Alte Meister feiern Vielfalt im Kunsthistorischen Museum Wien

Die Dragqueen Tiefe Kümmernis führt in der österreichischen Hauptstadt durchs Museum

Die Dragqueen Tiefe Kümmernis als Kunst­vermittlerin
im Museum. (Bild: Kunsthistorisches Museum Wien)
Die Dragqueen Tiefe Kümmernis als Kunst­vermittlerin im Museum. (Bild: Kunsthistorisches Museum Wien)

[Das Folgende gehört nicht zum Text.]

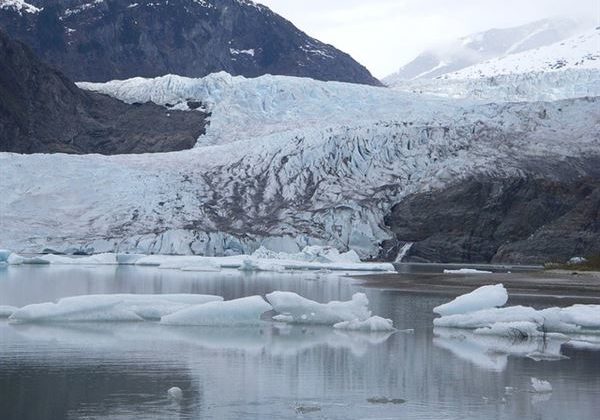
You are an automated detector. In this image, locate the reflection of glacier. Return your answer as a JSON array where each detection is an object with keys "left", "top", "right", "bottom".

Im Kunsthistorischen Museum Wien lassen sich queere Lebensweisen in einigen Werken bewundern. Alte Meister wie Correggio oder Spranger haben sie gemalt. Die Dragqueen Tiefe Kümmernis bietet spezielle Führungen an.

Text: Tiefe Kümmernis

Das Kunsthistorische Museum Wien bewahrt und zeigt Alte Meister und ihre Objekte aus fünf Jahrtausenden – vom altägyptischen Reich, über die klassische Antike in Griechenland und Rom, bis hin zu Renaissance und Barock. Und nicht nur das. Während andere Museen Hinweise auf LGBTIQ-Personen ignorieren oder vielleicht sogar verstecken, geht man hier ganz offen damit um.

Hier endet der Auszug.